Ding Ding Ding - the carry capacity will be reached every year, right now it is reached most years, but why not try something, anything to help.

Take advantage of good conditions.

After habitat improvement, this is number one to me! I am not for closing rivers, but I am for reducing upstream limits, this would make it more crowded in other places, but there would hopefully be more fish to go around.

Fritz


----------



## riverman (Jan 9, 2002)

Steelheadfred said:


> Ding Ding Ding - the carry capacity will be reached every year, right now it is reached most years, but why not try something, anything to help.
> 
> 
> Fritz


I don't think the state has a clue what current carry capacities are now on these cold streams. Unless someone can prove me wrong I'm willing to bet they are working off old studies and making decisions on that old data. I can say there are sections/areas on the PM that are not even close to capacity or maybe the carry capacity has been drasticly reduced the last ten years by sand overload and habitat destruction. Like I said, a commitment needs to made on these gems.


----------



## fishinDon (May 23, 2002)

The DNR and the Coldwater Regs Committee are currently looking at changes regarding steelhead regulations, it was a pretty hot topic at the Feb meeting and is on the agenda again for June.
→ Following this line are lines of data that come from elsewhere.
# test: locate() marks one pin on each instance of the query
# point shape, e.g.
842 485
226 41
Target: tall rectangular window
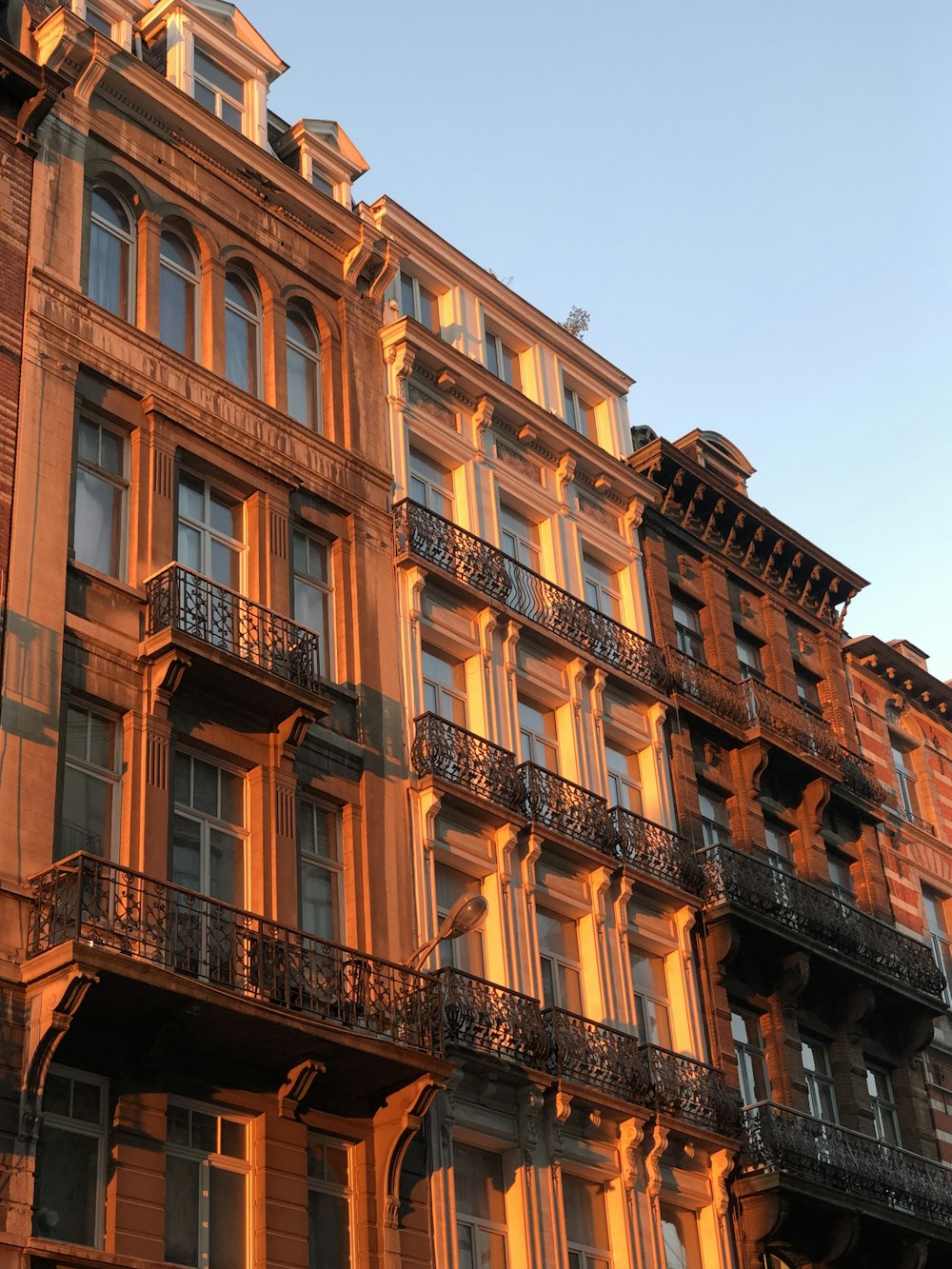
320 871
90 789
480 1208
329 1203
208 1173
69 1197
314 595
101 507
585 1223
Most of the discussion was surrounding a 1 fish per day limit on at least the Little Man, and maybe other West side rivers (especially those that are not stocked).

I support the rule on the Little Man, because of not only the importance of that river to the entire state (broodstock), but also because I believe there is some evidence of returns shrinking. If research shows a similar problem for all of our west side rivers, then I'd be on board with the same across the board. 

That said, while I support a 1 fish rule, I have to say that I'm not in love with the idea and it's not 'cause I want to stringer up a bunch of fish. I've kept exactly 1 steelhead in my entire life from a river. I just don't think a 1 fish rule is a "cure all." I think it might help some, but if our biologists think our spawning populations are in real trouble, we need to look at more options.

Simply put, most guys (me included) typically can't catch 3 steelhead in a day but on maybe one "magical" day a year. I bet 5% or less can consistently fair hook and land 3 steel in a day. Most catch 0 or 1. That means going to a lower bag limit is a rule that only effects 5% or less of the fishermen. A better rule would effect every fish caught.


IMO, If you really want to improve the runs you need to do three things in this order:
1. If possible, figure out what's wrong with the big lake and fix it. It's broken and it's only going to get worse (see Lk Huron). I don't have an answer for this, but I believe it's the biggest problem.

2. Improve degrading habitat in the rivers to ensure spawning habitat and good juvenial survival in the rivers. Natural reproduction is the key. Stocking is a band-aide.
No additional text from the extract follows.